Estourando as espinhas

Na encruzilhada da adolescência, o Vaccines passeia entre a descoberta pessoal e a cruel cobrança do hype 

por Victor Bianchin



Batizar o segundo disco de Come of Age pode ser uma ironia não muito fina do The Vaccines. Como se eles dissessem à crítica: “aqui está nosso segundo álbum, nosso momento de afirmação, nosso amadurecimento musical” com um meio-sorriso no rosto e olhares de esguelha uns para os outros, secretamente dando risada desse papo todo. Ou talvez não haja sutileza nenhuma no título e o Vaccines esteja sendo duramente honesto consigo mesmo, assumindo o compromisso de amadurecer perante o público e os fãs.

(Aqui, vale um interlúdio: será que esse compromisso é real? Existe sempre alguém a cobrar que as bandas “amadureçam”, “evoluam seu som”, “busquem novas influências”, como se a metamorfose fosse um passo fundamental do jogo musical? Mas será que os álbuns de estreia pelos quais nos apaixonamos no meio do mar de bandas da internet já não seriam obras fortes e sólidas para formar uma identidade para a banda? Por que pedimos aos artistas para se distanciarem do que os tornou especiais em primeiro lugar? Para assistirmos mudos aos shows de Pet Shop Boys e Smashing Pumpkins esperando a hora de tocarem It’s a Sin e Today? Por que é vergonhoso ser bom em apenas uma coisa se você for muito bom nela? O AC/DC continua lotando estádios, não?)

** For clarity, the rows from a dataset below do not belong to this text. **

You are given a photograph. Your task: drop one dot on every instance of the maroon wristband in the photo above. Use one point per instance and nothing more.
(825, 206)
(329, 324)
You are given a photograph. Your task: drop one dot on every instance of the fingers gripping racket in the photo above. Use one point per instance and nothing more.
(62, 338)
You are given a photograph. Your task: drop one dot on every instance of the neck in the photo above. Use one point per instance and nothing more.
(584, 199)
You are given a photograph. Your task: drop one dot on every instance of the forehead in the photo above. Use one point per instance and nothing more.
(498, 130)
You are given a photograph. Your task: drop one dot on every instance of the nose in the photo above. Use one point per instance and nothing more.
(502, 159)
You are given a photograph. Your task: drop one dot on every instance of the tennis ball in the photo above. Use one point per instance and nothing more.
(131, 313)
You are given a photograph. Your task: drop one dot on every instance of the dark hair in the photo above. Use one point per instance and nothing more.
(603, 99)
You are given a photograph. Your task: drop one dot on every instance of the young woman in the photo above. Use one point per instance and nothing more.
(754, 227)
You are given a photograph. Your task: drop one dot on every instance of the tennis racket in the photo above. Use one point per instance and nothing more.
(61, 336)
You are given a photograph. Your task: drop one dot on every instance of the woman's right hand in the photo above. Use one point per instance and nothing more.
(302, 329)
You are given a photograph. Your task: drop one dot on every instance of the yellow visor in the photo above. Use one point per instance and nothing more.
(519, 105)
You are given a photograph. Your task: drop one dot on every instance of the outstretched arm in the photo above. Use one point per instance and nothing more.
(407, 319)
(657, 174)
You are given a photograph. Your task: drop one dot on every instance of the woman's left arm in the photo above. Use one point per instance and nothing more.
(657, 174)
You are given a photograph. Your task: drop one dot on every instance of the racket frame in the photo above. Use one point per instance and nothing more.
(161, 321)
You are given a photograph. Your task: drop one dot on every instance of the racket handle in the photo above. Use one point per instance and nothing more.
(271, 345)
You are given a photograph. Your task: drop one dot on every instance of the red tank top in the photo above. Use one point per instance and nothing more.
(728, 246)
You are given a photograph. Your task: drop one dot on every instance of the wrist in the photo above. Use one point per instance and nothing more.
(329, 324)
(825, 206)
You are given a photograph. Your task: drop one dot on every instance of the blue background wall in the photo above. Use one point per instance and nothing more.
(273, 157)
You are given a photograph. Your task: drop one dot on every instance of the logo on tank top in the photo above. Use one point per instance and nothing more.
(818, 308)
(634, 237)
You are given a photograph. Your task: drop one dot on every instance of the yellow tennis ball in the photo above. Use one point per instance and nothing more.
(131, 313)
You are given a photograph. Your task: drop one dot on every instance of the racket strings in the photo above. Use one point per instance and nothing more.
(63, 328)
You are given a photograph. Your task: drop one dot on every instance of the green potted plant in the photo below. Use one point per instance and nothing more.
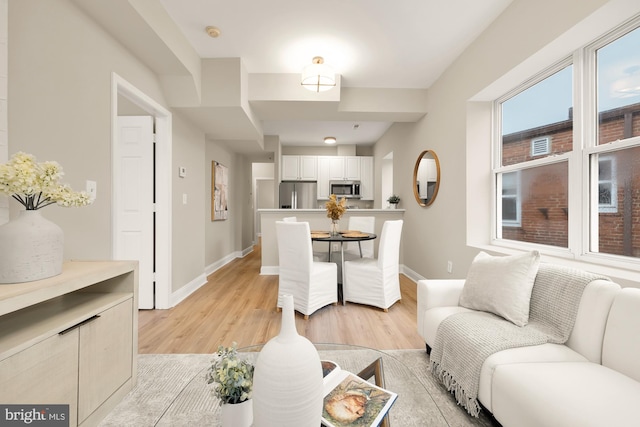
(232, 380)
(393, 201)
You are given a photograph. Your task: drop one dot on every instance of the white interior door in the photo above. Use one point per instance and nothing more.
(134, 200)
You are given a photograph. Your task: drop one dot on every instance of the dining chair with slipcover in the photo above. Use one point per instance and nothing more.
(376, 281)
(313, 284)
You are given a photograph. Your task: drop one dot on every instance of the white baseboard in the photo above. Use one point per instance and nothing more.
(178, 296)
(269, 270)
(410, 273)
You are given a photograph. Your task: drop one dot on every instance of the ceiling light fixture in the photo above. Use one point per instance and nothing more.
(212, 31)
(318, 77)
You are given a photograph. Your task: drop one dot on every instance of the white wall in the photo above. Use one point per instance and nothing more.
(4, 148)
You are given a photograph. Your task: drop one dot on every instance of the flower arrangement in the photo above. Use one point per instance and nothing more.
(231, 376)
(394, 200)
(335, 208)
(35, 185)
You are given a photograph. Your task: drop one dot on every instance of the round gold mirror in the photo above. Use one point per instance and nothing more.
(426, 178)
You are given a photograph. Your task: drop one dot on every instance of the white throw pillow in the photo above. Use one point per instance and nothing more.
(501, 285)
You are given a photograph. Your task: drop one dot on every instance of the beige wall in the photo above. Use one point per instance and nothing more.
(188, 238)
(439, 232)
(61, 65)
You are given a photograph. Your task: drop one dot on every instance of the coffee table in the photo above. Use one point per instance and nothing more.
(413, 407)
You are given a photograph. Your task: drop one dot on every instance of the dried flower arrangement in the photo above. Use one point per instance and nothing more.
(335, 208)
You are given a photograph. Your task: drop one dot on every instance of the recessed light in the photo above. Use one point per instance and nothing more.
(212, 31)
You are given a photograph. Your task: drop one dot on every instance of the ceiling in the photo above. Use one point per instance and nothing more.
(386, 55)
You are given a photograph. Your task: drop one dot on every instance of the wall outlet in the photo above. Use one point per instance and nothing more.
(92, 189)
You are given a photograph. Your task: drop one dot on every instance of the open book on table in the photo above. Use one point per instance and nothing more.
(350, 401)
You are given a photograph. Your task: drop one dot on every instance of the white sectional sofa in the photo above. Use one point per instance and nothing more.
(591, 380)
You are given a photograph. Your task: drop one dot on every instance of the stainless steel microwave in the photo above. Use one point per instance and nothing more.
(347, 189)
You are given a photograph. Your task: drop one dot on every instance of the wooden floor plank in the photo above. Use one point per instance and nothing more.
(238, 304)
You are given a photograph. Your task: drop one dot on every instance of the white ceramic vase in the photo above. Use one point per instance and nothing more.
(31, 248)
(237, 414)
(287, 381)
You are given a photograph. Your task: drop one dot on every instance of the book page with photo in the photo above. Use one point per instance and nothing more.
(350, 401)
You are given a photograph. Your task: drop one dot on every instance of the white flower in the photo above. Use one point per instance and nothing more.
(35, 185)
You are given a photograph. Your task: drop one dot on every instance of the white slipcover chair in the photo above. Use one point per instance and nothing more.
(312, 284)
(374, 281)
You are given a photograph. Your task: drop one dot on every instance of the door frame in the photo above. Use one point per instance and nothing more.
(162, 117)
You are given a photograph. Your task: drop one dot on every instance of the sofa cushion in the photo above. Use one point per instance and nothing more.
(501, 285)
(564, 394)
(621, 348)
(536, 353)
(432, 319)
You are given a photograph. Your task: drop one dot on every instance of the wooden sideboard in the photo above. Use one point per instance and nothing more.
(71, 339)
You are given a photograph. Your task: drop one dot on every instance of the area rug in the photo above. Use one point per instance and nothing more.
(171, 391)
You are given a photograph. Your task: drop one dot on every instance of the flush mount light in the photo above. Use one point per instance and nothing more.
(212, 31)
(318, 77)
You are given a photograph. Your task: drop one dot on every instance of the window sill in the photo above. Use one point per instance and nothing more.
(624, 271)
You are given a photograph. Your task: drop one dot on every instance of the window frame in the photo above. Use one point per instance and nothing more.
(583, 216)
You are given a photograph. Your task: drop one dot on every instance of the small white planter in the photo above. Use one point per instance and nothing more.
(237, 414)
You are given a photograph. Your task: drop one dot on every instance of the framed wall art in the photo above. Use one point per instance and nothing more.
(219, 191)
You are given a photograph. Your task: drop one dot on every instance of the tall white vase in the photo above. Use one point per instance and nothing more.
(287, 381)
(31, 248)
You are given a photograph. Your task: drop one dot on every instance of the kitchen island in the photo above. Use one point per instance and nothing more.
(317, 219)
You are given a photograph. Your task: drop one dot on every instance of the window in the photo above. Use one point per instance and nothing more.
(615, 154)
(540, 146)
(511, 199)
(546, 158)
(534, 177)
(607, 188)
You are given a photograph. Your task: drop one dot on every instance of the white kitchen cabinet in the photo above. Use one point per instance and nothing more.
(324, 164)
(299, 168)
(344, 168)
(71, 339)
(367, 178)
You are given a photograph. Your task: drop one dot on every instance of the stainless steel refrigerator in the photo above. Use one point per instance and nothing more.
(298, 195)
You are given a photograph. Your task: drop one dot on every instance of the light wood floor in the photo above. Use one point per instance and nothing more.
(238, 304)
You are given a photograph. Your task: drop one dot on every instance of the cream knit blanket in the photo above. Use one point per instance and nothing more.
(465, 340)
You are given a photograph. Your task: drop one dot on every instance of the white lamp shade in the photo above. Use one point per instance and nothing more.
(318, 77)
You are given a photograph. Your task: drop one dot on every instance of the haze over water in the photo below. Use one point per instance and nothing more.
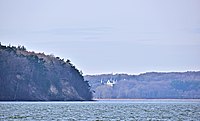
(102, 110)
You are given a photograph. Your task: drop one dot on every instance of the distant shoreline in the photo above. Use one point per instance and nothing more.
(126, 99)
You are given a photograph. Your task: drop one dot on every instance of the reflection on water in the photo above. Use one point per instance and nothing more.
(102, 110)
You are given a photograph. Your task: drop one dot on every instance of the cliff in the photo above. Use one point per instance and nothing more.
(148, 85)
(30, 76)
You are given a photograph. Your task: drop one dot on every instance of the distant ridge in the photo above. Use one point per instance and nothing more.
(150, 85)
(30, 76)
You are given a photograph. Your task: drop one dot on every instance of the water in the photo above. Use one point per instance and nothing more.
(164, 110)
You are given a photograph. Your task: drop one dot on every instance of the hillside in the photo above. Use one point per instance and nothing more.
(30, 76)
(148, 85)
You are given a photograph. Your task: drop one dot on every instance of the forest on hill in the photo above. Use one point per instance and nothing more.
(30, 76)
(151, 85)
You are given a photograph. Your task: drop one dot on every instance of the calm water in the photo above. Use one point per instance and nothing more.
(171, 110)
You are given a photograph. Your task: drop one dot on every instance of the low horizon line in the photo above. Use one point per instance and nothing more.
(114, 73)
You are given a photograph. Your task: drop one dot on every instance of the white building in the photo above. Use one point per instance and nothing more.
(111, 83)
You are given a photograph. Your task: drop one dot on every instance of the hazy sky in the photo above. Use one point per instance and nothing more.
(108, 36)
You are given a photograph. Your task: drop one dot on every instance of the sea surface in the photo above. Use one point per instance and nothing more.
(105, 110)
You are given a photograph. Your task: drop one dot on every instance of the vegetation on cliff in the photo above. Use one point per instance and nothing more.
(148, 85)
(30, 76)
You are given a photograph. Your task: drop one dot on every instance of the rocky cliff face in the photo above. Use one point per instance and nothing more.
(29, 76)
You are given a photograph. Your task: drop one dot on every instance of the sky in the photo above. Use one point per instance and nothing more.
(108, 36)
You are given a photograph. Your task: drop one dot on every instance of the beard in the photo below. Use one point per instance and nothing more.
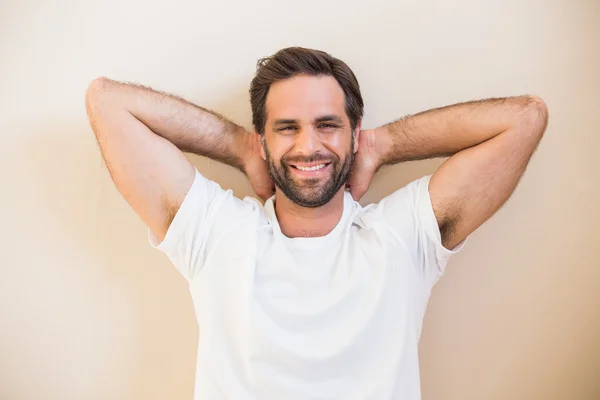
(310, 192)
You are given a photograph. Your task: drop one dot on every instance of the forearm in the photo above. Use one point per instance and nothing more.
(444, 131)
(189, 127)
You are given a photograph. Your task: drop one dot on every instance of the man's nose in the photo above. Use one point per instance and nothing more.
(308, 141)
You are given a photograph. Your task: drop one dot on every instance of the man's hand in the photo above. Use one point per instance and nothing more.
(255, 169)
(366, 162)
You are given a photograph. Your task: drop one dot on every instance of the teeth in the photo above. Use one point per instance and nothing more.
(316, 167)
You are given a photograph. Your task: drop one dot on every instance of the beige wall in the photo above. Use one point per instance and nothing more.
(90, 311)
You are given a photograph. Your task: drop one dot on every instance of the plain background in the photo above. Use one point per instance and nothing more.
(90, 311)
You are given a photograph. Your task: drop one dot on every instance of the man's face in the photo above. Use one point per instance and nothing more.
(308, 143)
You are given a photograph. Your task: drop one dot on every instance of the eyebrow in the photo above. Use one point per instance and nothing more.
(324, 118)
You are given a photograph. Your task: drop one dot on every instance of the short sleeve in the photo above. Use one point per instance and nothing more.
(409, 213)
(206, 211)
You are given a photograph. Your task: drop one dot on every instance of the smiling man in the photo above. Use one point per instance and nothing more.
(311, 295)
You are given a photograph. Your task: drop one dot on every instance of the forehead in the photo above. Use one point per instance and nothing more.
(305, 97)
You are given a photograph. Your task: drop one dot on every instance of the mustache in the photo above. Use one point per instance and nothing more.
(312, 159)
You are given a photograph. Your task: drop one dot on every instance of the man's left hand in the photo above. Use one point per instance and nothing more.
(366, 163)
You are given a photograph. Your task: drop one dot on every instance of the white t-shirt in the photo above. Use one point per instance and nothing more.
(332, 317)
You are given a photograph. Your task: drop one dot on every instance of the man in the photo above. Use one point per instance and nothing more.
(310, 296)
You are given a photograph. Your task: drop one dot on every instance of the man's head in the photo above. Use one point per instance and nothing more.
(307, 109)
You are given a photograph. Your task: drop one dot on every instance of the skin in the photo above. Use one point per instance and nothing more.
(307, 125)
(142, 134)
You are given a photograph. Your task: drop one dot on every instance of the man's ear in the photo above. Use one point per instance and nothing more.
(261, 143)
(357, 135)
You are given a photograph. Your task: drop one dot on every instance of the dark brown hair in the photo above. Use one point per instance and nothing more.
(292, 61)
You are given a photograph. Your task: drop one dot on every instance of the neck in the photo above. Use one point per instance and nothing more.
(298, 221)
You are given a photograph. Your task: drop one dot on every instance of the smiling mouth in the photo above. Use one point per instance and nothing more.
(311, 168)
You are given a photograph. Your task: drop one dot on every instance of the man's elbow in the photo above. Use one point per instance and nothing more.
(536, 114)
(95, 97)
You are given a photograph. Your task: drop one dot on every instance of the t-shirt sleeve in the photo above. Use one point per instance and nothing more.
(409, 213)
(206, 212)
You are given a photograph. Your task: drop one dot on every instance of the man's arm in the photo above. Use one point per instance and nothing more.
(490, 143)
(142, 133)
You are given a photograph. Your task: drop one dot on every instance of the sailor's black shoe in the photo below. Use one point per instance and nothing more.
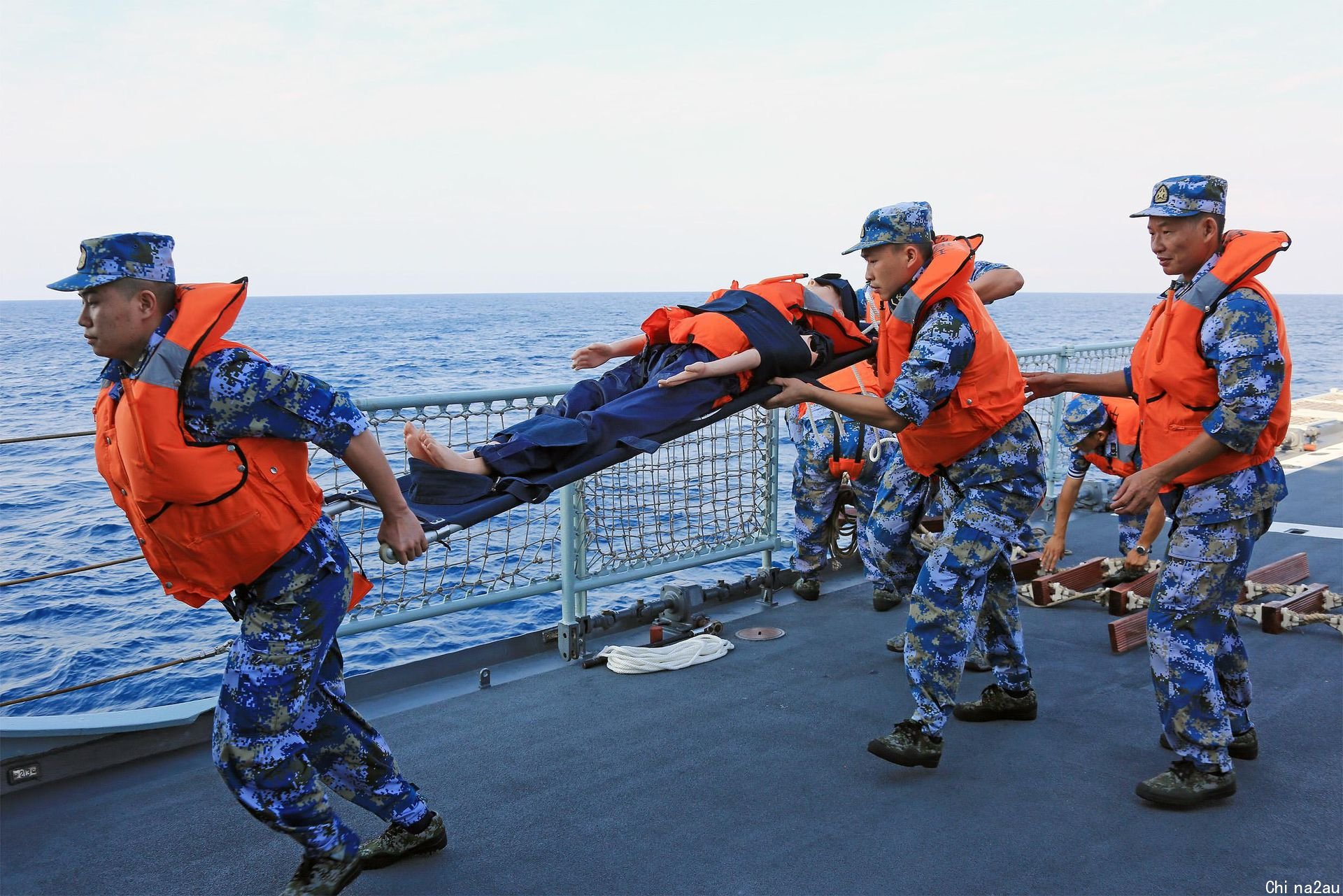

A decisão de levar tudo isso em conta ao escutar Come of Age é do ouvinte, e dele apenas. O conflito do Vaccines é muito mais pessoal do que com o que as pessoas exigem deles. O vocalista e letrista Justin Young já deixa isso claro na faixa de abertura, No Hope: “I don't really care about / Anybody else when I haven't got my own life figured out / Cause when you're young and bored at 24 / And you don't know who you are no more / There's no hope / And it's hard to come of age”.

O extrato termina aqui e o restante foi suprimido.